Tuż przed rozpoczęciem kolejnego sezonu nowym szkoleniowcem piłkarzy został Aleksander Brożyniak. Sprowadził on m.in. Krzysztofa Filipczaka, Marcina Manelskiego i Łukasza Hermaniuka. OKS rozpoczął jak zwykle średnio. Plasował się w środku stawki drugoligowców. Mniej więcej w środku rundy jesiennej nastąpił wyraźny spadek formy naszych piłkarzy. Ich słaba gra spowodowała, że spadli w tabeli na 16 miejsce. Jednakże do końca utrzymali dobry poziom i wspięli się na 11 lokatę.  Zimą zespół wzmocnili: Marcin Włódarczyk, Andrzej Białek i pierwszy czarnoskóry gracz w historii klubu Kameruńczyk Roger Mouyeme. Bardzo dobrym posunięciem okazało się sprowadzenie do Brzeska Andrzeja Białka. W 15 meczach r. wiosennej zdobył on aż 10 bramek. Forma futbolistów nie ulegała większym zmianom. Wciąż utrzymywali się środku stawki. Mecz zapewniający naszym zawodnikom drugoligowy byt ze świeżo upieczonym pierwszoligowcem GKS-em Bełchatów zakończył się zwycięstwem brzeszczan 1:0. Było to ostatnie spotkanie Okocimskiego na własnym boisku w rozgrywkach II ligi. Dzięki remisowi 1:1 w ostatnim spotkaniu z Wawelem w Krakowie piłkarze z Brzeska zakończyli rozgrywki na 9 miejscu.

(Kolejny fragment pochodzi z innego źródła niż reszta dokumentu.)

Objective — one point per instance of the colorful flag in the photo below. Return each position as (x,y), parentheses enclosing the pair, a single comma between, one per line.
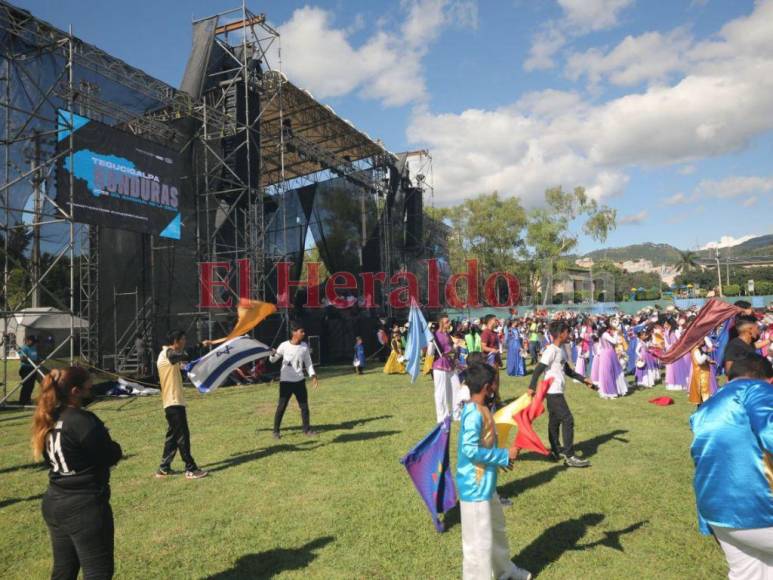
(504,419)
(526,437)
(211,370)
(721,345)
(428,465)
(251,313)
(419,336)
(713,313)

Dosłownie na 2 tygodnie przed rozpoczęciem rozgrywek sezonu 1998/99 strategiczny sponsor piłkarzy – Browar Okocim S.A. zrezygnował z dalszego wspomagania zespołu. Mający za sobą okres przygotowawczy piłkarze nagle rozpoczęli szukać nowych pracodawców. Drużyna została wycofana z rozgrywek II ligi grupy 2.

18 sierpnia 1999 roku, po ponad 12 miesiącach przerwy, na stadionie przy Okocimskiej znów mogliśmy oglądać w akcji jedenastkę „Piwoszy”. Trzon zespołu stanowili gracze mający za sobą występy w II-ligowym Okocimskim, m.in. Tomasz Szczepański, Sławomir Kwiek, Krzysztof Filipczak, Robert Poskrobko, Łukasz Hermaniuk, Mariusz Marek, Robert Sakowicz, Krzysztof Orzeł, Arkadiusz Zając, Piotr Turkiewicz. Skład uzupełnili młodzi wychowankowie klubu. Drużynę prowadził Ireneusz Salamon. W swoim pierwszym meczu 3 dni wcześniej OKS bezbramkowo zremisował z Karpatami w Sieprawiu. Inauguracja w Brzesku nie wyglądała jednak tak dobrze. Gospodarze zlekceważyli gości z Krynicy i ulegli Multi/Vicie 1:3. W kolejnych meczach Okocimski grał poniżej swoich możliwości. Od początku sezonu, przez 10 kolejek zespół nie wygrał żadnego meczu. Dopiero w 11 kolejce nasi piłkarze okazali się lepsi od MZKS Alwernia. W obliczu słabej postawy drużyny i jej słabych wyników pracę stracił dotychczasowy szkoleniowiec „Piwoszy” Ireneusz Salamon, a zastąpił go na tym stanowisku Piotr Nazimek. Rundę jesienną futboliści z Brzeska zakończyli na 11 miejscu mając w dorobku 21 punktów. W rundzie wiosennej Okocimskiemu szło znacznie lepiej i dzięki dobrej grze, a co najważniejsze konsekwentnemu gromadzeniu punktów ostatecznie zakończył sezon 1999/00 na 6 miejscu z 56 punktami.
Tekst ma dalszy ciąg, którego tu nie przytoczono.